US “ scepticism” of the Taliban is justified but should lead to “ disquisition” of openings for tactfulness rather than “ palsy”, he said.

Khalilzad criticized “ poor performance” by US- backed Afghan forces and blamed former Afghan President Ashraf Ghani for believing he could master the Taliban militarily without a US presence and failing to heed Taliban demands for his abdication.

We were each surprised by the mulishness of President Ghani in averring to stay in power,” Khalilzad said.

Ghani’s “ grand misapprehension was he did n’t suppose we were serious about pullout, that we’d noway withdraw,” he said.

Khalilzad largely defended the Taliban leadership’s adherence to its agreements with the US, saying it had fulfilled commitments not to allow safe harbour for groups like al-Qaeda and the ISIL (ISIS). The two groups are still present in Afghanistan.

The Taliban abstain from killing American colors after the deal was inked in February 2020 through the pullout – a crucial commitment, he said.
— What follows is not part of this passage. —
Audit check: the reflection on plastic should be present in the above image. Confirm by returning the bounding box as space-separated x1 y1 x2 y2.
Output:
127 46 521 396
Khalilzad abnegated his Department of State post as US special representative for Afghanistan conciliation on October 15. He’d come under review for the failure of peace addresses and was replaced by his deputy, Assistant Secretary of State Tom West.

Asked by Carnegie canvasser Aaron David Miller if he’d done anything wrong that, if corrected, could have changed the outgrowth of events, Khalilzad said he “ would reflect on that”.

Elderly Taliban officers and US representatives held their first in-person meetings since the US forces pullout and the Taliban’s rise to power in Doha before this month. Khalilzad wasn’t involved in those addresses.

Mullah Amir Khan Muttaqi, Afghanistan’s acting foreign minister, said the focus of the Taliban delegation in Doha was on philanthropic aid and getting the US to lift its snap on Afghanistan’s central bank financial reserves. He added that the US would offer vaccines against COVID-19.